今までずっと信じていた。こんなおかしな容姿だけれど、中身は周りの者と少しも違っていないのだと。信じていた。そのことだけが、これまでゆうきを支えていた。けれど覆されようとしている。侵食されていく。自分でないものに、身体を奪われようとしている。そんな感覚が常に離れないでいる。
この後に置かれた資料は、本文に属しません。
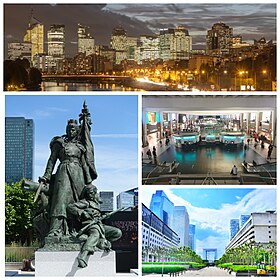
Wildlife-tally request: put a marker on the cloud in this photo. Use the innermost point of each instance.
(218, 220)
(115, 136)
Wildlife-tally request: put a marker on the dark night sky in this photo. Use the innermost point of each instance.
(252, 21)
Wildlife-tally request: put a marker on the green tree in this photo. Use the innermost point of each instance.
(18, 208)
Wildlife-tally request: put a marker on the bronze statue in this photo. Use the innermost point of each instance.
(93, 233)
(68, 216)
(73, 173)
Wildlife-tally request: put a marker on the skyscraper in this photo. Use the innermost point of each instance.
(107, 198)
(56, 41)
(180, 224)
(128, 198)
(162, 207)
(244, 219)
(35, 35)
(85, 40)
(192, 237)
(219, 39)
(19, 133)
(175, 43)
(19, 50)
(119, 44)
(234, 227)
けれどゆうきの訴えもむなしく、炎狐は目を細めて言い放った。
―戻ることは許されない。ここまで来たら、後戻りは出来ないわ。ただ前進するのみ。あなたにはそれしか残されていない―
覚悟を決めなさい。
そう言って、炎狐はふっと姿を消した。
再び鏡に自分の顔が映る。その何とも情けない顔に、ゆうきは思い切り拳をぶつけた。
本当は少し迷いがあった。ノバの目の前で覚醒したときも、何となく流されてしまったんだと思う。その強大な力に、自分は甘えてしまったのだ。
* * *
久々に、雨が降った。ここ最近は晴れていたのだが、午後から突然激しく降り始めたのだ。どこかでゴロゴロと雷の音が聞こえる。
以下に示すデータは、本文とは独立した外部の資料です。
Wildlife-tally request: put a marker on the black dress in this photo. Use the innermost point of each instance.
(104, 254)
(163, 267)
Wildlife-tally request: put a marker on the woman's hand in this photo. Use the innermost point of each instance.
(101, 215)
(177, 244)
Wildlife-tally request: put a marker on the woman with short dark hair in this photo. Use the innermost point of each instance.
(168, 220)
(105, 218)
そんな中、普通に授業は始まり、時間はいつもどおりに過ぎていく。
今は美術の授業。ゆうきのクラスは、美術室で模写をしている。
ゆうきは、窓側の席から窓の外をボーっと眺めていた。
雪菜は、友達の茜と一緒にお互いの出来映えを見せ合いながら作業をしている。しかし雪菜はゆうきが気になるようで、何かとゆうきの方へ目を向けていた。そんな雪菜の様子を見て、茜はじれったそうに言った。
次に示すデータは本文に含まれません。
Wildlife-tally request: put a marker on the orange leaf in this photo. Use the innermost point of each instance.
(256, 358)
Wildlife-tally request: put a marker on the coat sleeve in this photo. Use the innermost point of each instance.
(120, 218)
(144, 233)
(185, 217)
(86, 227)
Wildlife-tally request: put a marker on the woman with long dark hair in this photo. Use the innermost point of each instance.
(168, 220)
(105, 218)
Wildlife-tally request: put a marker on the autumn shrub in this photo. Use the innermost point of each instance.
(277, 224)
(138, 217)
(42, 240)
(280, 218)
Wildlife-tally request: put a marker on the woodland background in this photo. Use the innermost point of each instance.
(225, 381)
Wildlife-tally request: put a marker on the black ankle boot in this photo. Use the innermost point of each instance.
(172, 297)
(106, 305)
「そんなに八神君が気になるなら、行って話しかけたらいいじゃない」
「えっ」
驚いて雪菜は書く手を止め、茜を見る。
「どうして分かったの?」
「あんた見てれば誰だって分かるわよ。ほら、さっさと行きな!」
「え、ちょっと!」
茜に強く背中を押され、雪菜は仕方なくゆうきの席へ足を運んだ。因みに授業中だというのに教室内は騒がしく、立ち歩く生徒もあちこちにいるので、雪菜はそんなに目立たなかった。
「ゆうき」
雪菜はゆうきの席の右側に立ち、ゆうきに話しかけてみる。しかしゆうきは雪菜に気づかないのか、ボーっと窓の外を眺めていた。
暫くして、ゆうきが口を開く。
「 」
「え……」
その直後、雷の光がゆうきの顔を青白く照らし出した。
ゆうきはもう一度、呟く。今度ははっきりと雪菜にも聞き取れた。
「壊れちまえ」
そう呟いたゆうきの顔は酷く冷めていて、雪菜はゾクリと寒気を感じた。雪菜の知る、いつものゆうきではないと感じた。
「ゆうき……?」
ゆっくりとゆうきがこちらに顔を向けた。表情はさっきと変わらない。
「何」
「……何かあったの?」
この時、何となく嫌な予感がしていた。この嵐はその前触れなんじゃないか。そう思った。
そして、
「何もないよ」
そう言ってまた窓の方を向いてしまったゆうきの存在を、急に遠く感じた。言い知れぬ不安を覚えた。
遠くで雷が鳴る。またどこかで雷が落ちた。